As many of its peers folded up shop, Barco de Papel grew up into the sort of place you can scoop up slim editions from creacionista poets or thick volumes of essays by Spanish philosopher José Ortega y Gasset, servicing both residents from the neighborhood -- working-class, immigrant Jackson Heights, which is about 56% Hispanic and 22% Asian, according to the latest census -- as well as intellectuals from the city and guests from Spain and Latin America who come to New York to read and discuss their work. The bookstore also hosts open mics and literary workshops, and the poetry collective Poetas en Nueva York calls Barco de Papel its home. Now, Caraballo is hoping to preserve his little hub of Hispanic literary heritage -- an essential “part of a vida digna” for community members, he says -- by transforming it into a non-profit, and has launched an online campaign to help fund the transformation.
Still, Caraballo and other booksellers catering to the Hispanic population, which makes up nearly a quarter of the city, have it comparatively easy. Just five or six blocks down Roosevelt Avenue, a host of other foreign-language bookstores clustered around the intersection of 74th Street, Broadway and Roosevelt Avenue, where five subway lines converge, have appealed to other immigrant communities in Jackson Heights and neighboring Elmhurst. Their numbers have dwindled; during a recent visit to the address listed for Mandarin-language bookstore Go Ba Wu, neighboring shop owners managed to communicate to me that it had closed. Others are just scraping by. Down the block, Urdu-language Mansoor Bookstore, which opened in 1990, started selling dresses four years ago in order to supplement revenues from Pakistani commercial novels and books about Islam. Store employees say over the past ten years, much of the area’s Urdu-speaking Pakistani and Indian population has been leaving the neighborhood. And fewer of their customers are young people. “Most young people have been here [in the United States] a long time and have no need for these books,” the manager told me. “They read English.”

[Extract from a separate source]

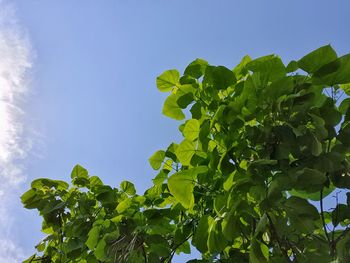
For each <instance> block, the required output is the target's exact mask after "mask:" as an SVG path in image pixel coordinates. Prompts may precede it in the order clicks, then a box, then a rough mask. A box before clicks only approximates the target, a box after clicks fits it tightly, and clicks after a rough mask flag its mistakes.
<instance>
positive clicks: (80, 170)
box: [71, 164, 90, 187]
mask: <svg viewBox="0 0 350 263" xmlns="http://www.w3.org/2000/svg"><path fill="white" fill-rule="evenodd" d="M71 178H72V183H73V184H74V185H77V186H81V187H85V186H87V185H89V183H90V182H89V173H88V171H87V170H86V169H85V168H84V167H82V166H80V165H79V164H77V165H76V166H75V167H74V168H73V171H72V173H71Z"/></svg>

The Bangladeshi presence in Elmhurst and Jackson Heights, conversely, has been growing over the past two decades, and with it, the promotion of Bangla-language literature and culture. The language is singularly important to Bangladeshi identity -- its movement for independence from Pakistan arose in large part in reaction to a 1948 law making Urdu the sole national language -- and since 1992, the Muktadhara Foundation has coordinated celebrations on Feb. 21st of what UNESCO calls “International Mother Language Day” and Bangladesh celebrates as a national holiday. In front of the UN headquarters, the Foundation builds a replica of the Shaheed Minar monument in Dhaka, which commemorates the pro-independence activists killed by Pakistani police during a Feb. 21, 1952 Bengali Language Movement protest.
The Foundation’s current president, Bishwajit Saha, also runs Muktadhara Bookstore on 74th Street in Jackson Heights, across the street from the subway junction. Its shelves are packed with Bengali movies and music. But 24-year-old employee Shahriar Arif says the books – the memoirs of independence leader Bangabandhu Sheikh Mujibur Rahman, Humayun Ahmed’s novels, Nobel winner Rabindranath Tagor’s poetry – are the biggest sellers.“You can get DVDs and CDs online, but Kindle doesn’t sell books in Bengali,” he grins.